Use merge when you need idempotent upserts. Use append only for immutable event logs where duplicates are impossible. delete+insert simpler but slower on large tables.

Handling late-arriving data

Events arrive after the incremental window closes:

{% if is_incremental() %}
    WHERE updated_at >= (
        SELECT COALESCE(MAX(updated_at), '1970-01-01')
        FROM {{ this }}
    ) - INTERVAL '3 days'  -- lookback window
{% endif %}

3-day lookback catches late arrivals without full refresh. Tune lookback to your SLA — longer lookback = more bytes scanned per run. Document lookback in model description.
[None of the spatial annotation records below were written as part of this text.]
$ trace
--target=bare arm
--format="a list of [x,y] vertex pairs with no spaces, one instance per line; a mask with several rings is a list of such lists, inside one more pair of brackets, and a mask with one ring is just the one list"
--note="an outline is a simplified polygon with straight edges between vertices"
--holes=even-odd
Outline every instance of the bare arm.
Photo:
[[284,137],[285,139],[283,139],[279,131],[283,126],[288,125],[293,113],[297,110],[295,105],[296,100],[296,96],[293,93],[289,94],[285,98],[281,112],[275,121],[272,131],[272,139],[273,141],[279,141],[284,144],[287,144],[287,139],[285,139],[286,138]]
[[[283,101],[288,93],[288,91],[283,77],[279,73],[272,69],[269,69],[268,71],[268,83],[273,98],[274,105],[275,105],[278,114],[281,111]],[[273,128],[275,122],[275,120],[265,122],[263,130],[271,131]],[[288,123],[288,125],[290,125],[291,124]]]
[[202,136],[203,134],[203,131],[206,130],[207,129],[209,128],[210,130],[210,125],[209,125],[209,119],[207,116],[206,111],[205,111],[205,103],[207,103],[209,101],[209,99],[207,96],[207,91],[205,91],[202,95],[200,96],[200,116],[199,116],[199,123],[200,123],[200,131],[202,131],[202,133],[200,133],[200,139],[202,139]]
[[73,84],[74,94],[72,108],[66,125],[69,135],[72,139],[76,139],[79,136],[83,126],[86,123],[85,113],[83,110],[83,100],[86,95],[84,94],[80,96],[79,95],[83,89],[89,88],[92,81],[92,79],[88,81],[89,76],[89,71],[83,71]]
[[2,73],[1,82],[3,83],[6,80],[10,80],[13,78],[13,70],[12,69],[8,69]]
Microbatch vs streaming incrementals

For near-real-time pipelines, run incrementals frequently with small batches:

# dbt Cloud job: every 15 minutes
schedule: "*/15 * * * *"
select: "tag:streaming"

Pair with warehouse auto-suspend disabled during business hours. 15-minute microbatch incrementals cost less than streaming infrastructure for most analytics use cases.

Failure modes

Production checklist

Common production mistakes

Teams get incremental models dbt wrong in predictable ways:

Data pipelines for incremental models dbt silently corrupt when schema evolution is backward-incompatible, late-arriving events are dropped, and warehouse costs spike because nobody partitions by query pattern.

Resources

Frequently asked questions

When should I use a dbt incremental model?

Use incremental models when the table is large, append-heavy, and full refreshes exceed your job window or budget. Event logs, fact tables, and daily snapshots with stable keys are strong candidates. Skip incrementals for small dimensions, heavily mutating datasets needing full recompute, or tables where correctness requires scanning all history every run.

What is the difference between merge and delete+insert in dbt?

Merge upserts rows by a unique key — new rows insert, matching keys update. Delete+insert removes rows matching a predicate (often a date partition) then inserts fresh data for that range. Merge handles row-level changes; delete+insert suits partition-overwrite patterns on warehouses like BigQuery and Snowflake.

How do I handle late-arriving data in incremental models?

Widen the incremental lookback window — process the last N days each run instead of only since max(timestamp). Use merge on a natural key so corrected rows upsert. Document the lookback in model config and monitor duplicate or stale counts if the window is too narrow.